New-for-2020 GT3 cars and Evos could be permitted to compete in next year’s Liqui-Moly Bathurst 12 Hour, as part of an active effort by the FIA and SRO to homologate and set the initial Balance of Performance prior to the start of each calendar year.
The potential change comes in the wake of manufacturers being forced to run previous-generation GT3 machinery in the Intercontinental GT Challenge powered by Pirelli season-opener due to event rules prohibiting un-homologated or BoP’ed cars.
Sportscar365 has learned that a proposal is in place for an earlier homologation date for GT3 cars.
Currently, final homologation from the FIA is only received in February or March each year, with the change potentially moving it up to as early as September of the previous year, which would allow the SRO to conduct its BoP test prior to the early February Bathurst date.
SRO founder and CEO Stephane Ratel believes that a solution will be found, potentially for as early as next year.
“We’ll definitely need that,” Ratel told Sportscar365. “We really have a problem with Intercontinental not having [new cars] for Bathurst. We need to solve that.
“Claude [Surmont, SRO technical director] is working on that with the FIA to have an earlier homologation for the cars to be eligible, BoP tested in time for Bathurst and the full Intercontinental [GT Challenge].”
Ratel said the idea would be to have the annual SRO BoP test moved to October.
“The homologation will take place in September so it would allow us to do a BoP test in October when the weather is still OK in Europe and be ready to go,” he said.
“I hope to have it as soon as possible.

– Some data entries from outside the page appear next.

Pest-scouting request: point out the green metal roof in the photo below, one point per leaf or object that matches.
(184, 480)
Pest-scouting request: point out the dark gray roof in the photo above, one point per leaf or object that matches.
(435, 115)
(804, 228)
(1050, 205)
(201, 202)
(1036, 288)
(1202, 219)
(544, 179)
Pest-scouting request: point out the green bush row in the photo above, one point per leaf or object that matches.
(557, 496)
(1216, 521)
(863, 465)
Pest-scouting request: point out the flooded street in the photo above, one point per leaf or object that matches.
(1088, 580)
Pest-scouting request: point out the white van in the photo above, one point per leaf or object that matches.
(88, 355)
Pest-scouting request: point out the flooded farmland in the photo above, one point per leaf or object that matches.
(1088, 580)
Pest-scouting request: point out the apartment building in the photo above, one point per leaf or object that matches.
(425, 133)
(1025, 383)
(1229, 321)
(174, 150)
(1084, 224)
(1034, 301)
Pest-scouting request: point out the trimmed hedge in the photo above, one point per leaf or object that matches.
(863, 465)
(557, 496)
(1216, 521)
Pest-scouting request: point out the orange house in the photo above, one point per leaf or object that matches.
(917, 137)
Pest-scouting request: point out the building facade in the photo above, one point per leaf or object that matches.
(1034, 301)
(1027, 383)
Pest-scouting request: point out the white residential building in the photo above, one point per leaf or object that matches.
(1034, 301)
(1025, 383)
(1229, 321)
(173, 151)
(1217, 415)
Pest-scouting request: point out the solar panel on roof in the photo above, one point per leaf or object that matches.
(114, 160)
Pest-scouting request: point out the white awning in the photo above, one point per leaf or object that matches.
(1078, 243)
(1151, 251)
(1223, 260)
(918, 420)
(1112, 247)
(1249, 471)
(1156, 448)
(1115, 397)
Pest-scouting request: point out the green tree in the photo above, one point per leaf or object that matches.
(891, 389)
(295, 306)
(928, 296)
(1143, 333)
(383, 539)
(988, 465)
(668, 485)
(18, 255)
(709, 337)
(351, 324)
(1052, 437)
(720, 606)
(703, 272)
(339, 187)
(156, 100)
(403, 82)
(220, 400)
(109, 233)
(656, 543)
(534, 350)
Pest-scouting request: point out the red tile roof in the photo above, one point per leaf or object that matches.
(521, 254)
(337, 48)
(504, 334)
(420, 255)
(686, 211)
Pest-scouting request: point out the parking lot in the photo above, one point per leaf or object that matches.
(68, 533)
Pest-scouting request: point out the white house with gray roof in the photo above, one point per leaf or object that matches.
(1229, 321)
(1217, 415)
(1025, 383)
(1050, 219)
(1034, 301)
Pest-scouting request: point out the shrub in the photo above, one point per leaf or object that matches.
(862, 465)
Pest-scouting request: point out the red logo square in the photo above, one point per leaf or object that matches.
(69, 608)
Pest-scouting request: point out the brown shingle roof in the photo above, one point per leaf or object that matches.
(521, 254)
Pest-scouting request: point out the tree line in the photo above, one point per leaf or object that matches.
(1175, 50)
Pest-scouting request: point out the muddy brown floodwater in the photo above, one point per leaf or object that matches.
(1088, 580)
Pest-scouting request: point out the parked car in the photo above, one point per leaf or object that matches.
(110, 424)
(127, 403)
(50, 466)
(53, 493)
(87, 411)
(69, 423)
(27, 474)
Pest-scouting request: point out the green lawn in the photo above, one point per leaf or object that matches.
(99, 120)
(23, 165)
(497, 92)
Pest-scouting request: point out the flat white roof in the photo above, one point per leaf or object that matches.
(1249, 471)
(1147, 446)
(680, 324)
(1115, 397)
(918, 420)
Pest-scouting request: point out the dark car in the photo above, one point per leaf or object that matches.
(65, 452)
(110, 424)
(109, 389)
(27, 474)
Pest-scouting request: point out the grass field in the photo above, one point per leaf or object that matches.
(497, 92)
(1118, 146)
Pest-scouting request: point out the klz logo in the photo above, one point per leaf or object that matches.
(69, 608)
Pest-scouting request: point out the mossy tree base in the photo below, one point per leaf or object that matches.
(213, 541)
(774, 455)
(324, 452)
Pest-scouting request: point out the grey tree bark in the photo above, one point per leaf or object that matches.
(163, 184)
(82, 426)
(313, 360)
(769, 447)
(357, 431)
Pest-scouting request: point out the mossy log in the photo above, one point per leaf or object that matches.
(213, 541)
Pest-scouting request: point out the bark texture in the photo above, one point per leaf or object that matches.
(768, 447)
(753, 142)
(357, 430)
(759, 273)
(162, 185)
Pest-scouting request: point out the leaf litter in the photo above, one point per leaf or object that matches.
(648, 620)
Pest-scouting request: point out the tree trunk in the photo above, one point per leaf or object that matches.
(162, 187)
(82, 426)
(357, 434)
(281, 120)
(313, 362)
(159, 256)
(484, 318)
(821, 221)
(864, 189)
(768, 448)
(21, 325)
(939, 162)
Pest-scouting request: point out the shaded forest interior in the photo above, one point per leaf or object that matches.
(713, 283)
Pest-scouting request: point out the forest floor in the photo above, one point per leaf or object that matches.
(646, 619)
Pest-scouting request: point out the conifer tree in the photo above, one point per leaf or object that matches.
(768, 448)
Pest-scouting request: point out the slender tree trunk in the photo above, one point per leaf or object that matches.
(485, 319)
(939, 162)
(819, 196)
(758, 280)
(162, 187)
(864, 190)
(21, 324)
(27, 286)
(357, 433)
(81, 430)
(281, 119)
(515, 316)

I’d like for it to be for next year.”
While largely in support of the expedited homologation process, some manufacturers have cautioned the timing of such a shift.

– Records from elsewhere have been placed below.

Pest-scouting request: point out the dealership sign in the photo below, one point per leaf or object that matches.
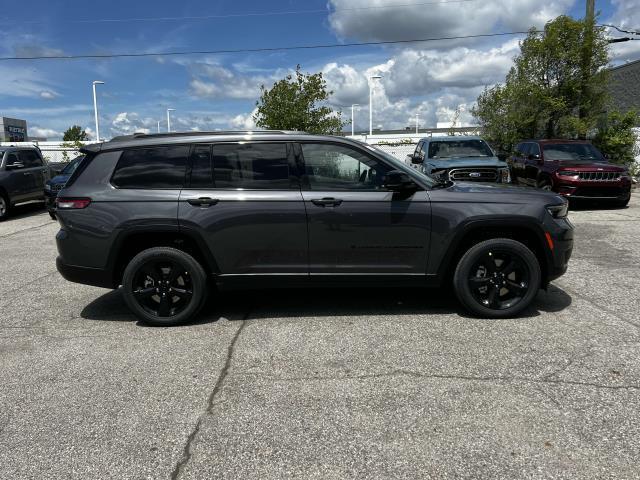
(18, 130)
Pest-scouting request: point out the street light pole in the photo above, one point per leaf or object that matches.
(353, 125)
(169, 110)
(372, 78)
(95, 107)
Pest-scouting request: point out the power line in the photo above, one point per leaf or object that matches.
(239, 15)
(620, 29)
(256, 50)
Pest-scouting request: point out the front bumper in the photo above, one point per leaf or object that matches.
(577, 189)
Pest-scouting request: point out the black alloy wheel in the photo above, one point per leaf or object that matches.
(497, 278)
(164, 286)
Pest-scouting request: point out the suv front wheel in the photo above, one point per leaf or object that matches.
(164, 286)
(497, 278)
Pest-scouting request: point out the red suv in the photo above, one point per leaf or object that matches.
(573, 168)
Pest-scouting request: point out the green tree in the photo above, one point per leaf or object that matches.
(75, 133)
(616, 138)
(295, 103)
(556, 88)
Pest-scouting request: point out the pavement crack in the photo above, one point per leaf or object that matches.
(492, 379)
(186, 452)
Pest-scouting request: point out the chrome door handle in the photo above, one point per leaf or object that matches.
(326, 202)
(203, 201)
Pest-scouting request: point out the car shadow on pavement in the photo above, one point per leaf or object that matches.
(27, 210)
(304, 303)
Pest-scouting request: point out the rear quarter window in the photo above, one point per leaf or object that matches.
(152, 168)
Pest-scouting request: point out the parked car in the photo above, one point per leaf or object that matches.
(23, 173)
(468, 159)
(54, 185)
(573, 168)
(162, 215)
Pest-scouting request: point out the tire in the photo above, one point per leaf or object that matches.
(151, 278)
(5, 207)
(545, 184)
(514, 281)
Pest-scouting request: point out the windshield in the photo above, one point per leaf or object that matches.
(566, 152)
(400, 165)
(71, 167)
(459, 149)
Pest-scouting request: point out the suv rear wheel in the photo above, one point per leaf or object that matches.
(164, 286)
(497, 278)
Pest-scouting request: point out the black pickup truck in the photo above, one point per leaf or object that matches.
(23, 173)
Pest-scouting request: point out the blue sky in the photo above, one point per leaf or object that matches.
(219, 91)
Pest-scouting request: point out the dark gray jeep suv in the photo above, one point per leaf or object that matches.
(162, 215)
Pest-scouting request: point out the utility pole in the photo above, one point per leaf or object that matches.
(591, 10)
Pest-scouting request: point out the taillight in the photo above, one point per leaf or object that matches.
(72, 203)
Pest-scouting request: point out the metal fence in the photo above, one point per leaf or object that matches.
(53, 152)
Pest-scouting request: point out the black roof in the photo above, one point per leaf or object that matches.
(177, 138)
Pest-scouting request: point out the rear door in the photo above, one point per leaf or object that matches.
(33, 171)
(16, 183)
(244, 201)
(356, 226)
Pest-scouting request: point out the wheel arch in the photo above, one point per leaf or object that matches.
(128, 244)
(474, 232)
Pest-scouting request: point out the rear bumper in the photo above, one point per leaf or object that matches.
(562, 238)
(85, 275)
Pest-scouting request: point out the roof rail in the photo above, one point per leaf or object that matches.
(141, 135)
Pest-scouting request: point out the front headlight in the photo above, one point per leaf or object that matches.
(558, 211)
(505, 175)
(441, 174)
(567, 173)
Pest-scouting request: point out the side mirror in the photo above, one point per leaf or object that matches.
(14, 166)
(397, 181)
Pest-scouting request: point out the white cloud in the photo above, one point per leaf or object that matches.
(19, 81)
(365, 20)
(627, 17)
(48, 95)
(48, 133)
(215, 81)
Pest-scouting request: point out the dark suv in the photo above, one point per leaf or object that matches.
(161, 215)
(573, 168)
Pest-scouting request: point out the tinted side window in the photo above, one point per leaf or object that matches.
(156, 167)
(201, 169)
(335, 167)
(11, 158)
(262, 166)
(29, 158)
(518, 150)
(535, 149)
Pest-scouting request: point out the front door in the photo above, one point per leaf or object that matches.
(356, 226)
(244, 200)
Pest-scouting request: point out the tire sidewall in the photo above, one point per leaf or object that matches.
(461, 276)
(198, 279)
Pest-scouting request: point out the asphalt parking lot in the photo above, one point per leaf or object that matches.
(323, 384)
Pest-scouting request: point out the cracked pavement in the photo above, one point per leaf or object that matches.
(323, 384)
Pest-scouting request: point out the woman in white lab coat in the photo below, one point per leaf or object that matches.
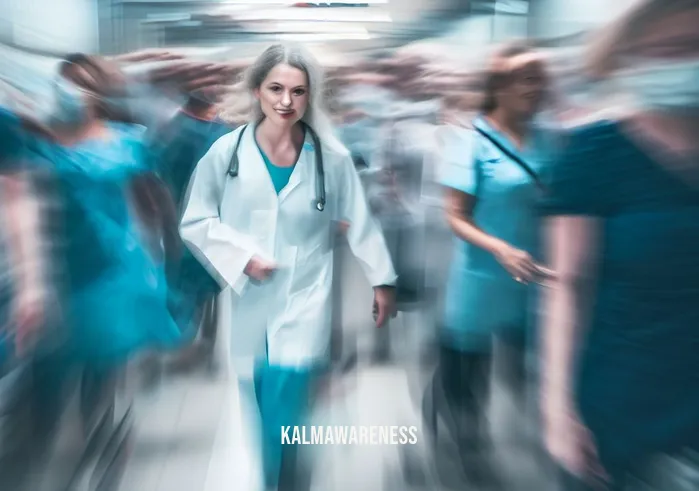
(263, 206)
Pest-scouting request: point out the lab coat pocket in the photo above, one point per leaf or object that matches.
(260, 227)
(310, 277)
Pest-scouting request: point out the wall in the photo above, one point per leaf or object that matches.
(52, 25)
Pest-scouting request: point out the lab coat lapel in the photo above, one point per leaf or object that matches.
(251, 156)
(300, 173)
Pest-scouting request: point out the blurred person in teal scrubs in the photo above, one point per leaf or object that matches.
(115, 230)
(491, 207)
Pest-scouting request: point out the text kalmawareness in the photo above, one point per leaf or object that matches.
(349, 435)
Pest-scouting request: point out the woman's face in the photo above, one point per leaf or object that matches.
(283, 95)
(526, 85)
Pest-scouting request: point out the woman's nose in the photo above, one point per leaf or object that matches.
(286, 99)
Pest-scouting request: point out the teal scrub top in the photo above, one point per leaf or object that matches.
(280, 175)
(482, 297)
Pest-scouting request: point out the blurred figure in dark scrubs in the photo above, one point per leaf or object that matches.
(178, 147)
(620, 340)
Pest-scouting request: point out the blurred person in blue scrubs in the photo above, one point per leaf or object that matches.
(620, 398)
(491, 208)
(116, 229)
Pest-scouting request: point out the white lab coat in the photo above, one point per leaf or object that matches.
(229, 220)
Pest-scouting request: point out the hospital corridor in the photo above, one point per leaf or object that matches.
(392, 245)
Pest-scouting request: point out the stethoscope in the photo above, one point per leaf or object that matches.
(234, 165)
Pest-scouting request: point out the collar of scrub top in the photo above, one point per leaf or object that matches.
(505, 145)
(319, 203)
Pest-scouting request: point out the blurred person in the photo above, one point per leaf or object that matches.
(620, 399)
(115, 230)
(394, 186)
(177, 148)
(492, 188)
(257, 216)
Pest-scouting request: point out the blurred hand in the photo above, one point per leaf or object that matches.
(517, 262)
(571, 445)
(384, 305)
(258, 269)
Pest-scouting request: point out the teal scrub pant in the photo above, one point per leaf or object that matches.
(283, 399)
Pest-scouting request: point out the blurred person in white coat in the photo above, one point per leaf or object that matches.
(262, 210)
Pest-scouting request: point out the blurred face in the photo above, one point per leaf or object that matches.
(525, 87)
(73, 98)
(283, 95)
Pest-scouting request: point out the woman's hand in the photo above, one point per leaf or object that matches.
(517, 262)
(571, 445)
(384, 304)
(258, 269)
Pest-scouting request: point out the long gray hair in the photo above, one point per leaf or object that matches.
(296, 56)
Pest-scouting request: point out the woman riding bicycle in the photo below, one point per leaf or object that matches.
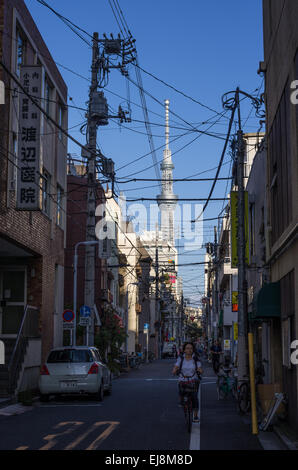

“It’s about defining the right year to start this,” Head of Mercedes-AMG Customer Racing Stefan Wendl told Sportscar365.
“It must be in line with the development schedule for the manufacturers already developing cars that they are not under pressure.

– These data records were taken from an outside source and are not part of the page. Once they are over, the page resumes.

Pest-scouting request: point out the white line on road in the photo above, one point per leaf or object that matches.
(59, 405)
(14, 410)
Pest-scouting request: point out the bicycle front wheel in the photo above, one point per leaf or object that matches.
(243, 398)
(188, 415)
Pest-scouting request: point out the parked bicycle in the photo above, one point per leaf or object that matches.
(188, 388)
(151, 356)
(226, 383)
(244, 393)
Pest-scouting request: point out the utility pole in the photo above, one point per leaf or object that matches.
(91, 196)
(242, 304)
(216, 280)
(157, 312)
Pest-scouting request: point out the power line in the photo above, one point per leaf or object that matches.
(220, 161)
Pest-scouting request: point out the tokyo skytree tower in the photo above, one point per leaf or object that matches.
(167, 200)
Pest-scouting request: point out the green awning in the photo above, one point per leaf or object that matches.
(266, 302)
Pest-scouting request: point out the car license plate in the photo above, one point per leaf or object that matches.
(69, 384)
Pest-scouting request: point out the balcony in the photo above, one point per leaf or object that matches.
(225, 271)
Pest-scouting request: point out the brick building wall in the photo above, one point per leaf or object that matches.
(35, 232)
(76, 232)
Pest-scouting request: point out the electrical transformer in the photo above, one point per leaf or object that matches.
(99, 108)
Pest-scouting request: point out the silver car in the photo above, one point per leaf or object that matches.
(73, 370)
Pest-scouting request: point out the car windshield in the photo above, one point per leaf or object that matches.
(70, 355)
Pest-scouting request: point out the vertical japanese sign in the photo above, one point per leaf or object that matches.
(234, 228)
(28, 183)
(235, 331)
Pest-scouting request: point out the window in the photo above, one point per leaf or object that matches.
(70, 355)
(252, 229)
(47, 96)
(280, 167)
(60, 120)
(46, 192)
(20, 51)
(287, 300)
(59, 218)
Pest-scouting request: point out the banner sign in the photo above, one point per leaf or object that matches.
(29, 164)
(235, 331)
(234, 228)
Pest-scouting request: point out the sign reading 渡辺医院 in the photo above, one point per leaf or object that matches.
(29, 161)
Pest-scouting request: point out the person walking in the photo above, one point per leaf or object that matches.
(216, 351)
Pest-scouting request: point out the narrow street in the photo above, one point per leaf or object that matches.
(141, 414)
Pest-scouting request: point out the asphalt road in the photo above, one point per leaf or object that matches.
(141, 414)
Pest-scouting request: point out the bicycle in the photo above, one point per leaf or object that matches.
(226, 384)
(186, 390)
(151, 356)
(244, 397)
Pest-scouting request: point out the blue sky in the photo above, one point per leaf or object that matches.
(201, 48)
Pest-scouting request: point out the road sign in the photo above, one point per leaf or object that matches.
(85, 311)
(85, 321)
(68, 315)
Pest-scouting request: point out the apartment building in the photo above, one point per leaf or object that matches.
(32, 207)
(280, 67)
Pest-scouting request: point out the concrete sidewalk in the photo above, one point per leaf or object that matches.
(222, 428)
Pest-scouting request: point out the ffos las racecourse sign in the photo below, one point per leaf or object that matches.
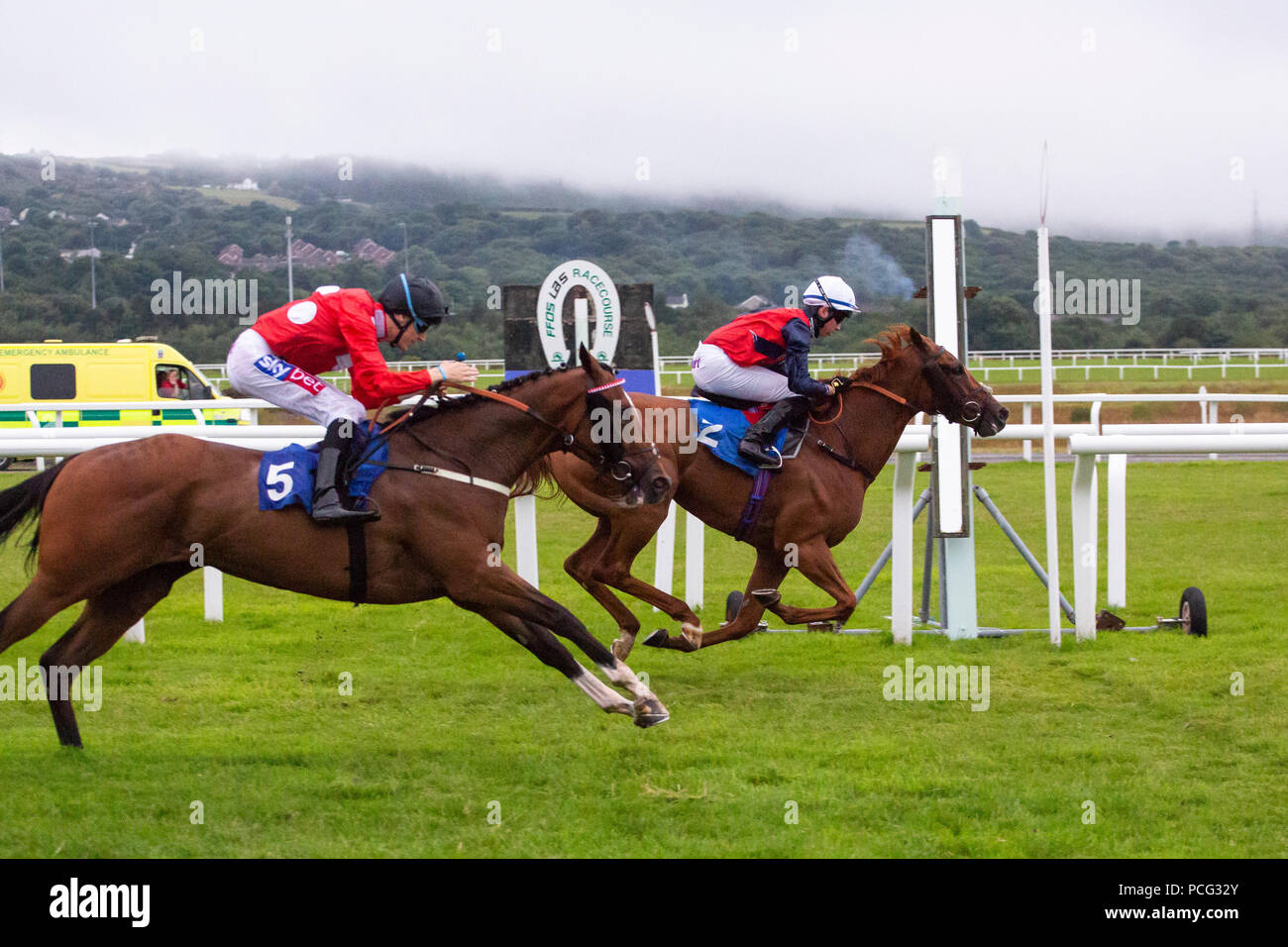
(550, 302)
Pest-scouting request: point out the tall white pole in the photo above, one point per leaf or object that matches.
(581, 326)
(657, 363)
(93, 274)
(1048, 420)
(290, 269)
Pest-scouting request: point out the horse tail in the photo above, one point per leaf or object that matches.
(25, 500)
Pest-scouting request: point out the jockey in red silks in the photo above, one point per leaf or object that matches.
(764, 356)
(279, 359)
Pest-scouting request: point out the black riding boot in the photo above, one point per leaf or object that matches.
(329, 487)
(758, 442)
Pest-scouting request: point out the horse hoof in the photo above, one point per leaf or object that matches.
(657, 639)
(649, 712)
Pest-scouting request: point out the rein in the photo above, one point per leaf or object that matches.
(619, 470)
(835, 454)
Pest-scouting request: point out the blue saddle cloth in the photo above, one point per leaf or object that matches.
(721, 431)
(286, 475)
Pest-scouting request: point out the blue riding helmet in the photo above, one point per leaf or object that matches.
(415, 296)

“At the same time you also need to make the BoP process earlier, for the FIA and SRO side.
“Those are the needs; everyone knows about it. Now it’s question of which time frame this could be [achieved].”
Wendl has suggested potentially delaying the introduction of the new timing until the next GT3 homologation cycle, which is due to begin in 2022.
“I think it would be easy to change something for the next homologation period,” he said.
“But knowing that more or less all the manufacturers have brought new cars or Evos and everyone’s waiting our ours, I think it’s maybe a discussion in the next working group if the FIA is able to do this earlier by one or two months.”
The FIA has recently undergone a significant change in its BoP process, having eliminated on-track running at Ladoux and instead relying exclusively on wind tunnel and dyno testing.